According to the contract which I prepared, the banker paid five thousand dollars down and was to pay me an equal amount as soon as I had completed my arrangements and set the date for the robbery. He further agreed that there should be at least $50,000 in cash in the bank vault on the night of our visit.
It was further provided that the banker should cooperate with me and my fellow robbers in every possible way, and that he should do nothing to aid in our arrest or conviction for the crime, which, as was expressly stated, was committed at his suggestion, and not ours. In case the robbery was interrupted before we could get inside the vault the banker was to pay us $25,000 in cash in addition to the $10,000 already advanced.

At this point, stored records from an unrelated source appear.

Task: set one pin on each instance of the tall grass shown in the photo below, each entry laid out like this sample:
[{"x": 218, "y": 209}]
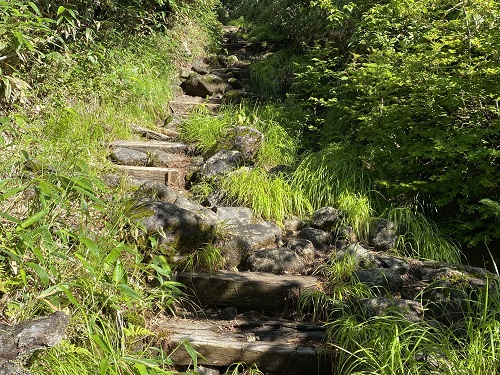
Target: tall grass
[
  {"x": 420, "y": 237},
  {"x": 270, "y": 197},
  {"x": 324, "y": 175},
  {"x": 67, "y": 241},
  {"x": 393, "y": 345},
  {"x": 279, "y": 146}
]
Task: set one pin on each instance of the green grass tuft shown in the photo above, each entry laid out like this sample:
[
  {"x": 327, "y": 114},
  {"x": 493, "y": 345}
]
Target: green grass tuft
[{"x": 270, "y": 197}]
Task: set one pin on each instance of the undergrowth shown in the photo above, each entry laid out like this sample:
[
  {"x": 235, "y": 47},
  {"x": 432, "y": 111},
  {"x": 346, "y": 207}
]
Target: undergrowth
[
  {"x": 393, "y": 345},
  {"x": 68, "y": 241}
]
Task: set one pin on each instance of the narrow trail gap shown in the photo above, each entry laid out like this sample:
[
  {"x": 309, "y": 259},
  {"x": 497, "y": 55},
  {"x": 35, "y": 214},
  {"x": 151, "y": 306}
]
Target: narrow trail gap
[
  {"x": 243, "y": 316},
  {"x": 246, "y": 312}
]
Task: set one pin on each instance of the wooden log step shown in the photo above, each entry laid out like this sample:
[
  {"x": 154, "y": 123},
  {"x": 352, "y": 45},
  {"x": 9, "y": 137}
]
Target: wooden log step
[
  {"x": 230, "y": 29},
  {"x": 168, "y": 176},
  {"x": 223, "y": 343},
  {"x": 145, "y": 146},
  {"x": 164, "y": 135},
  {"x": 185, "y": 107},
  {"x": 246, "y": 290}
]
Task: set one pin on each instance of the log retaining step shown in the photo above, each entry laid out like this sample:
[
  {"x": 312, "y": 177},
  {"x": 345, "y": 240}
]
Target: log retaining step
[
  {"x": 246, "y": 290},
  {"x": 275, "y": 347},
  {"x": 143, "y": 145},
  {"x": 169, "y": 176}
]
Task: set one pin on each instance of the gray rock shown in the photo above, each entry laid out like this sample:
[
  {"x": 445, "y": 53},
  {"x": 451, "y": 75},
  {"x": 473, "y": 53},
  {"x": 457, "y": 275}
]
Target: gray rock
[
  {"x": 243, "y": 64},
  {"x": 200, "y": 68},
  {"x": 173, "y": 122},
  {"x": 398, "y": 265},
  {"x": 319, "y": 238},
  {"x": 325, "y": 218},
  {"x": 381, "y": 279},
  {"x": 384, "y": 235},
  {"x": 244, "y": 139},
  {"x": 240, "y": 73},
  {"x": 235, "y": 96},
  {"x": 128, "y": 156},
  {"x": 215, "y": 198},
  {"x": 182, "y": 229},
  {"x": 222, "y": 162},
  {"x": 157, "y": 191},
  {"x": 203, "y": 370},
  {"x": 302, "y": 247},
  {"x": 188, "y": 204},
  {"x": 204, "y": 85},
  {"x": 233, "y": 215},
  {"x": 239, "y": 242},
  {"x": 231, "y": 60},
  {"x": 432, "y": 271},
  {"x": 449, "y": 288},
  {"x": 447, "y": 301},
  {"x": 275, "y": 261},
  {"x": 8, "y": 368},
  {"x": 26, "y": 337},
  {"x": 362, "y": 256},
  {"x": 412, "y": 310}
]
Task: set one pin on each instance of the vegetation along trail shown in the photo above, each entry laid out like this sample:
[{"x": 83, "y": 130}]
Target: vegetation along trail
[{"x": 296, "y": 192}]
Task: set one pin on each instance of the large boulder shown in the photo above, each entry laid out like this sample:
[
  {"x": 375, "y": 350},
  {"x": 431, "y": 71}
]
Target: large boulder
[
  {"x": 361, "y": 255},
  {"x": 397, "y": 264},
  {"x": 156, "y": 191},
  {"x": 302, "y": 247},
  {"x": 204, "y": 85},
  {"x": 325, "y": 218},
  {"x": 279, "y": 260},
  {"x": 320, "y": 239},
  {"x": 24, "y": 338},
  {"x": 384, "y": 235},
  {"x": 182, "y": 229},
  {"x": 233, "y": 216},
  {"x": 381, "y": 280},
  {"x": 244, "y": 139}
]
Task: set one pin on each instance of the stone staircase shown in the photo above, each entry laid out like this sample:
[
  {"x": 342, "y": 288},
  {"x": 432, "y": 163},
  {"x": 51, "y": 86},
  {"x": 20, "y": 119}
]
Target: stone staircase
[{"x": 242, "y": 316}]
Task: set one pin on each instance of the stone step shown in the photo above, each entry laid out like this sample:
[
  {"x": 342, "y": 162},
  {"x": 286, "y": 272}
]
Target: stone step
[
  {"x": 274, "y": 346},
  {"x": 161, "y": 135},
  {"x": 145, "y": 146},
  {"x": 169, "y": 176},
  {"x": 230, "y": 29},
  {"x": 184, "y": 107},
  {"x": 246, "y": 290}
]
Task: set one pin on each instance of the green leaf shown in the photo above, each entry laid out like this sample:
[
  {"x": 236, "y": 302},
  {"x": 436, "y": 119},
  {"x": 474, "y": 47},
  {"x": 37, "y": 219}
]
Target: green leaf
[
  {"x": 9, "y": 193},
  {"x": 113, "y": 255},
  {"x": 91, "y": 245},
  {"x": 32, "y": 220},
  {"x": 129, "y": 292},
  {"x": 7, "y": 88},
  {"x": 35, "y": 8},
  {"x": 119, "y": 273}
]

I agreed to leave no stone unturned to carry out the robbery and promised to return the agreement to the banker as soon as all its provisions had been fulfilled.
All this I set down on paper in as businesslike way as I knew how. It was a document which would have made the poor old banker's ruin even greater than his thievings had done if I had been the sort of woman to break faith with him. With trembling fingers he signed it and counted out $5,000 in bills.
From the banker I had gained a good idea of the bank and the sort of vault we would have to enter. Now, to get some good, reliable men to help me do the job.
Of all the bank burglars in my acquaintance George Mason seemed best fitted for this particular crime. He was a cool, resourceful fellow and had had wide experience in blowing open bank vaults.
George readily agreed to join me, and for the rest of the party he recommended two younger men—Tom Smith and Frank Jones, I will call them, although those were not their names. I do not like to reveal their identity here because they later reformed and led honest lives.
Right here let me say that I never told these three men of my arrangements with the banker or that I was to receive from him $10,000 in addition to what we expected to find in the vault. If they are alive to-day and read these lines they will learn here for the first time that the bank in Quincy, Ill., which they helped Sophie Lyons rob was robbed by request of its president.
BORING INTO THE BANK VAULT
I sent word to the banker that we were ready and he came to my house and paid me $5,000 more. Then, by different routes, George Mason, the other two robbers and I proceeded to Quincy.